Patlıcan öyle güzel bir nimettir ki. Hele turfandası. Yağı tamam konulursa bayıldısı ayrı güzel olur. Eti kıvamında olursa karnıyarığına doyum olmaz. Kızartması ayrı, dolması ayrı lezzetli olur. Hem fakir fukaranın göz aydınlığıdır patlıcan.’

Padişah, memnuniyetle dinlemiş dalkavuğun anlattıklarını.

Bir başka gün, padişahın sofrasında yine patlıcan yemeği varmış. Padişah bu sefer hiç beğenmemiş patlıcanı. ‘Bugün çok kötü patlıcan’ demiş.

Huzurda bulunan dalkavuk yine almış sözü. Başlamış anlatmaya: ‘Hakk-ı âliniz var efendim. Bu patlıcan yararsız, kötü bir nimettir. Olgunu hemen çekirdeklenir, yenmez olur. Yağını biraz fazla kaçırsalar bayıldısı yenmez olur. Etini bir tamam koymazlarsa karnıyarığını at çöpe. Kızartması yağlı, dolması acı olur. Hem çabuk pahalanır.
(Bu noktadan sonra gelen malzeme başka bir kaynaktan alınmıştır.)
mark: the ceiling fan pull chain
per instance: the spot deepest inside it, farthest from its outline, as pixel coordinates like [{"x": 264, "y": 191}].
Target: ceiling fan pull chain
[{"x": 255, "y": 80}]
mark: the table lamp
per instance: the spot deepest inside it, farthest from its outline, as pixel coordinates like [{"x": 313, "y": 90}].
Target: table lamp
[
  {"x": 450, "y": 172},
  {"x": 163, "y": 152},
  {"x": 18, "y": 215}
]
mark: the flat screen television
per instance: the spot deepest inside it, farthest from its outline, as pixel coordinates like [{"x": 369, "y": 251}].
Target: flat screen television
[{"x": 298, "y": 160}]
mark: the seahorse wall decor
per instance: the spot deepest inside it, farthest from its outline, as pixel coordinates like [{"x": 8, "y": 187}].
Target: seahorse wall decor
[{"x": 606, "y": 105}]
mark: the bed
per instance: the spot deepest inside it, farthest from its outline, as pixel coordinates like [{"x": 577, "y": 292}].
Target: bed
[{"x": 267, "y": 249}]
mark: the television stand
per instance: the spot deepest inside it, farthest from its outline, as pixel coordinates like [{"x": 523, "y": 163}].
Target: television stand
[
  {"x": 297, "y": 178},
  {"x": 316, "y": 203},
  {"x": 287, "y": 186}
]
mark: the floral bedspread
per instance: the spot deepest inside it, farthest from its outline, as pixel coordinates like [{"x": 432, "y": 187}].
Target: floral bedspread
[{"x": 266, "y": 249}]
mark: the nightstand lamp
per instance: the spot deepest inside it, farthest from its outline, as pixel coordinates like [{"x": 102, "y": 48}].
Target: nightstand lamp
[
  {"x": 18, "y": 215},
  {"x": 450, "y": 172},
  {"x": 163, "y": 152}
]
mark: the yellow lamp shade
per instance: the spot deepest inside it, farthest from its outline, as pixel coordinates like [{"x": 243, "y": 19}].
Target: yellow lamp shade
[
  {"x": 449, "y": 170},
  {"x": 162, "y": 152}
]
Fakir fukara istifade edemez.’

Padişah, dalkavuğun anlattıklarını ağzı açık dinlemiş. ‘Ulan köftehor’ demiş, ‘sen değil miydin geçen gün patlıcanı yere göğe sığdıramayan. Şimdi niçin yerin dibine sokuyorsun nimeti?’
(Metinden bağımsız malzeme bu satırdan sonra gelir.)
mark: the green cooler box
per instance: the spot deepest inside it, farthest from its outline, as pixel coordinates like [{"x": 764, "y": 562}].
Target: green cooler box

Dalkavuk, istifini bozmadan cevaplamış soruyu: ‘Hakk-ı âliniz var padişahım. Geçen gün patlıcanı övüp göklere çıkaran da, bugün onu yerden yere vuran da benim. Zira ben patlıcanın değil, sizin dalkavuğunuzum.’

Başkan bu hikaye ne alaka dediğinizi duyar gibiyim.Uzun zaman sonra tartışma programlarına bir bakayım dedim.Biraz dinledim. Aklıma bi Padişah geldi birde Patlıcan !!